Reputation: 37
I try to fit a GAM model with a multidimensional categorical response variable combining three binomial dimensions (e.g., A-B
by a-b
by α-β
) lacking certain combinations and depending on a smooth of longitude and latitude by employing the package mgcv. Is there a distribution family or syntax that allows to model the effect of predictor variables on the individual dimensions of the response variable in a single model or do I have to model each dimension separately?
sample data
library(dplyr)
df <- data.frame(response.dim1 = sample(c("A", "B"), 1000, replace=TRUE),
response.dim2 = sample(c("a", "b"), 1000, replace=TRUE),
response.dim3 = sample(c("", "α", "β"), 1000, replace=TRUE),
longitude = runif(1000, min = 0, max = 100),
latitude = runif(1000, min = 50, max = 150))
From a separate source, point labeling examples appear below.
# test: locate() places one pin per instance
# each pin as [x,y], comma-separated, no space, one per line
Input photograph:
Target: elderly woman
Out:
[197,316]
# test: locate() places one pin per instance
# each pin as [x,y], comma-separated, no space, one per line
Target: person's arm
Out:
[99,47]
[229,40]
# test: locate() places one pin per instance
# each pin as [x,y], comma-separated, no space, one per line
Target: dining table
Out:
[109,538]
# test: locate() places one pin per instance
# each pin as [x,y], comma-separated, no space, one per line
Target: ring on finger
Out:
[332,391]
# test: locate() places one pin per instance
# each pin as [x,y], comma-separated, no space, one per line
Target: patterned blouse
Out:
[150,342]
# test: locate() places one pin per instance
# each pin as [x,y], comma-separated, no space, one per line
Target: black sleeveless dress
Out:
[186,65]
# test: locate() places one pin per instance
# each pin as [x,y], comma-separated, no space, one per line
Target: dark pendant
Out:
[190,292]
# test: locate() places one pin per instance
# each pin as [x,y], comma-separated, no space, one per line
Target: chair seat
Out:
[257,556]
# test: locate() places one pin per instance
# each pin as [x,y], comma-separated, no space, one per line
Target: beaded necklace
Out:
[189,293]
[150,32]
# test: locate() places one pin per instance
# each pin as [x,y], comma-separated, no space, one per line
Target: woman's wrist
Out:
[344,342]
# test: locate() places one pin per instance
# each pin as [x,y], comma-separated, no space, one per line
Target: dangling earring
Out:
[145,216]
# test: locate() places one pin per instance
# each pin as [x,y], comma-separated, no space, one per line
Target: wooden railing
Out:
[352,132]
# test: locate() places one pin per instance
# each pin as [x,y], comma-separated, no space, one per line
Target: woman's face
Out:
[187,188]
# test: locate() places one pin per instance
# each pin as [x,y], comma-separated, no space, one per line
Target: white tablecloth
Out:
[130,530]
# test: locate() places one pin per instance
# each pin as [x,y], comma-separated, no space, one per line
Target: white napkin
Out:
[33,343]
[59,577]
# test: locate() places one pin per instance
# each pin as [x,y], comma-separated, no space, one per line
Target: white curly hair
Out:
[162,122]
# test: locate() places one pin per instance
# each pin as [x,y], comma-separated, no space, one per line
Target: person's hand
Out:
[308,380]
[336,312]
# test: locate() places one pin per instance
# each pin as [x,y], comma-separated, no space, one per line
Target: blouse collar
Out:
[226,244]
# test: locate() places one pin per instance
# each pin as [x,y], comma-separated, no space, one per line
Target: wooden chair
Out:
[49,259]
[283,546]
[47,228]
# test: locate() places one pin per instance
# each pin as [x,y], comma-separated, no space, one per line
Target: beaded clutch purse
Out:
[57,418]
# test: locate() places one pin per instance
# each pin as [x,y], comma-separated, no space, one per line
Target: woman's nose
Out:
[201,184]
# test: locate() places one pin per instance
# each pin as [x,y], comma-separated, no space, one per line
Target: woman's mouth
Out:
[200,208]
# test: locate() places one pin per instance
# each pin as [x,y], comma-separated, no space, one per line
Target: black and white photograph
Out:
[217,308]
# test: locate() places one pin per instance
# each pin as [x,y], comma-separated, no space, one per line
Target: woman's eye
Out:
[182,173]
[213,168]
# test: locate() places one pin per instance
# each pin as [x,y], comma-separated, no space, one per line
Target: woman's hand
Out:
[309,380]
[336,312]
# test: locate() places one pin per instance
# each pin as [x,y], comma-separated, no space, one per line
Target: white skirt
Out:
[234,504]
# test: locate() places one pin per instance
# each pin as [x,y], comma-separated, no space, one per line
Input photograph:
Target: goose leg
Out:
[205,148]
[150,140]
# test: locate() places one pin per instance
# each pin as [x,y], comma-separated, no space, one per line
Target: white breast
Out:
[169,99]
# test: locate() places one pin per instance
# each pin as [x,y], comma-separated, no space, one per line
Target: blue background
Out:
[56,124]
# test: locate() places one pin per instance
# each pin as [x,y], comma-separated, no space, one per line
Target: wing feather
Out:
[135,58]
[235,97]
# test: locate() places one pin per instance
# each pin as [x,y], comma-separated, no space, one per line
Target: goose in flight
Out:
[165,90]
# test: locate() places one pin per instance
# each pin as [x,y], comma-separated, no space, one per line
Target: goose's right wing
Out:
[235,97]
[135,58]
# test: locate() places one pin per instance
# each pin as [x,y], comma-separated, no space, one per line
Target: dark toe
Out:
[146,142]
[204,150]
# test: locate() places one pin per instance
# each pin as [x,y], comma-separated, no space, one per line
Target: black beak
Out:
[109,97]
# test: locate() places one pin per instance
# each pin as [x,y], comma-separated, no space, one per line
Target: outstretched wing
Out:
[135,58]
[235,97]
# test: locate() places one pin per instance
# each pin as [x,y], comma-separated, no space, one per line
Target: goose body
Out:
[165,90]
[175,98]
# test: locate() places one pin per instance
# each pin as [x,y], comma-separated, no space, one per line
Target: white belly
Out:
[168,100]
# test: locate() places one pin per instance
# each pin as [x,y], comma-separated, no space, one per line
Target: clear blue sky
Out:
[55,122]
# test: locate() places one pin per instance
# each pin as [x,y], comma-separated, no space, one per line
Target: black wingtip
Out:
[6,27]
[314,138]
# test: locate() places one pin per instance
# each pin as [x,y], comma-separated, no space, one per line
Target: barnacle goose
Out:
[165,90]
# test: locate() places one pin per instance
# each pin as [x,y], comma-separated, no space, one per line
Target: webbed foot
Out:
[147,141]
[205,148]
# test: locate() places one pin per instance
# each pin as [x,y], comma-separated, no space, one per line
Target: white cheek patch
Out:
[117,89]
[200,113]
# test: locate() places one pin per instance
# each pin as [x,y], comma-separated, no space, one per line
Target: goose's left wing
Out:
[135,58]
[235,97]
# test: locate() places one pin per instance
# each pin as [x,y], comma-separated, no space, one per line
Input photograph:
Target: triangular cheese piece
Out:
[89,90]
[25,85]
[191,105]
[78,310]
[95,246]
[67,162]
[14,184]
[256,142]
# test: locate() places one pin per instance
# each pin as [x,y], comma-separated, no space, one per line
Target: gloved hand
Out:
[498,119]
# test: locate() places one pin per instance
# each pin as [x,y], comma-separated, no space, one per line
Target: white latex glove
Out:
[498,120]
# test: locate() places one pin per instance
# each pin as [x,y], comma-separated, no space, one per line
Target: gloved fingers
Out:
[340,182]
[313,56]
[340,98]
df$response.comb <- paste(df$response.dim1, df$response.dim2, df$response.dim3, sep = "")
df <- df %>%
filter(response.comb %in% c("Aa", "Abα", "Abβ", "Bbα", "Bbβ"))
I want a working model along the lines of gam(response.dim1 * response.dim2+3 ~ s(longitude, latitude)
.
Or is there a way to compute the interactions of response dimension 1 and 2 with gam(response.comb ~ s(longitude, latitude)
?
Upvotes: 1
Views: 80
Reputation: 3943
Here is a fairly basic way to fit a binomial and multinomial generalized additive mixed model (GAMM) using the R package brms.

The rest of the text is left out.